ChemBioChem p. 1738 - 1751 (2016)
Update date:2022-08-17
Topics:
Block, Eric
Booker, Squire J.
Flores-Penalba, Sonia
George, Graham N.
Gundala, Sivaji
Landgraf, Bradley J.
Liu, Jun
Lodge, Stephene N.
Pushie, M. Jake
Rozovsky, Sharon
Vattekkatte, Abith
Yaghi, Rama
Zeng, Huawei
Trifluoroselenomethionine (TFSeM), a new unnatural amino acid, was synthesized in seven steps from N-(tert-butoxycarbonyl)-l-aspartic acid tert-butyl ester. TFSeM shows enhanced methioninase-induced cytotoxicity, relative to selenomethionine (SeM), toward HCT-116 cells derived from human colon cancer.

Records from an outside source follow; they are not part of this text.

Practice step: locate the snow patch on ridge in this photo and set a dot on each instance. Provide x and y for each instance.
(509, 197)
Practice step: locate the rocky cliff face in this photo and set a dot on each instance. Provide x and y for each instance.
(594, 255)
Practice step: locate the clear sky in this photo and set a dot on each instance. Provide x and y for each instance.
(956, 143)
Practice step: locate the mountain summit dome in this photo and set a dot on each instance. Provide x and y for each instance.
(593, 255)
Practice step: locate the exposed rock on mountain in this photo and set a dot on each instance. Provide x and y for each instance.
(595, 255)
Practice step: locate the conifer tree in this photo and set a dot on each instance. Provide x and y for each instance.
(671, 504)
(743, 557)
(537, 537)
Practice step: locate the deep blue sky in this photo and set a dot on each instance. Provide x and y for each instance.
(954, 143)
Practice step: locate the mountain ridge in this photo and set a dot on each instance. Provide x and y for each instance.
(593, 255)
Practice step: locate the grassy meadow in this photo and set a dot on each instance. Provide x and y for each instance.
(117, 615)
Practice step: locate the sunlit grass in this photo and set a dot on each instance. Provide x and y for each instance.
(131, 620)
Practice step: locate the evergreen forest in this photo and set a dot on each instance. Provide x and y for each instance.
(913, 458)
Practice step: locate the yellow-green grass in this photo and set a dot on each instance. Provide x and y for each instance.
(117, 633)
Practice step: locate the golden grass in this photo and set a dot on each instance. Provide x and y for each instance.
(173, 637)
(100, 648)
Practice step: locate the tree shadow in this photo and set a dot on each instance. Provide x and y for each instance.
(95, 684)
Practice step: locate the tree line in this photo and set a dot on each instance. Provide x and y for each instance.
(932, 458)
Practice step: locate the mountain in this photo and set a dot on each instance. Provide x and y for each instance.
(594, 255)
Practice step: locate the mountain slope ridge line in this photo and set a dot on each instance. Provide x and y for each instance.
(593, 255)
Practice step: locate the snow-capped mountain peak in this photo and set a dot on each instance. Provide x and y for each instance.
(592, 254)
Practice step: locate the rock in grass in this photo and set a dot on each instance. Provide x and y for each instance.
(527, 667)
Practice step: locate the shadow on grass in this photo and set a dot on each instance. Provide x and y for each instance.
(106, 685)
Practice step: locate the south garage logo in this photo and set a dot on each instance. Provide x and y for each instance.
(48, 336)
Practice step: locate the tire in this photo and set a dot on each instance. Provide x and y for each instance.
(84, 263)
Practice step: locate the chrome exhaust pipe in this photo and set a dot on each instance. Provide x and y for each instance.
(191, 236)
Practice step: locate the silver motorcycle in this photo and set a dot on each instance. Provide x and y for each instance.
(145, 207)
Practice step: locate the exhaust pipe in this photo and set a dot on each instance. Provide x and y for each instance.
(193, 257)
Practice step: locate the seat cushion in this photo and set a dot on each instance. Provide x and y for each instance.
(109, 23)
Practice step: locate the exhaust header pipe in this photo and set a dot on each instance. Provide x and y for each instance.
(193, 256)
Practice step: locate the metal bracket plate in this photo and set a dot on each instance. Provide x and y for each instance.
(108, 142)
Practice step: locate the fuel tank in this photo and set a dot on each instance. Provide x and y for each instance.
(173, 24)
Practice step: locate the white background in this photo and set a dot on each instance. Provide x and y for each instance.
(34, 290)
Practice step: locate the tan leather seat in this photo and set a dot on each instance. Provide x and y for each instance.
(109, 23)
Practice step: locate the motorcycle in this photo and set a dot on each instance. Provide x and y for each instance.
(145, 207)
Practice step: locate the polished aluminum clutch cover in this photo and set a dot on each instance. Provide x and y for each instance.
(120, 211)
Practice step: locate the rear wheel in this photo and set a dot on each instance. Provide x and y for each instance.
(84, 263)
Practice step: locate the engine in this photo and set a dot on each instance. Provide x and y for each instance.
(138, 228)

Mechanistic explanations for this enhanced activity are computationally and experimentally examined. Comparison of TFSeM and SeM by selenium EXAFS and DFT calculations showed them to be spectroscopically and structurally very similar. Nonetheless, when two different variants of the protein GB1 were expressed in an Escherichia coli methionine auxotroph cell line in the presence of TFSeM and methionine (Met) in a 9:1 molar ratio, it was found that, surprisingly, 85 % of the proteins contained SeM residues, even though no SeM had been added, thus implying loss of the trifluoromethyl group from TFSeM. The transformation of TFSeM into SeM is enzymatically catalyzed by E. coli extracts, but TFSeM is not a substrate of E. coli methionine adenosyltransferase.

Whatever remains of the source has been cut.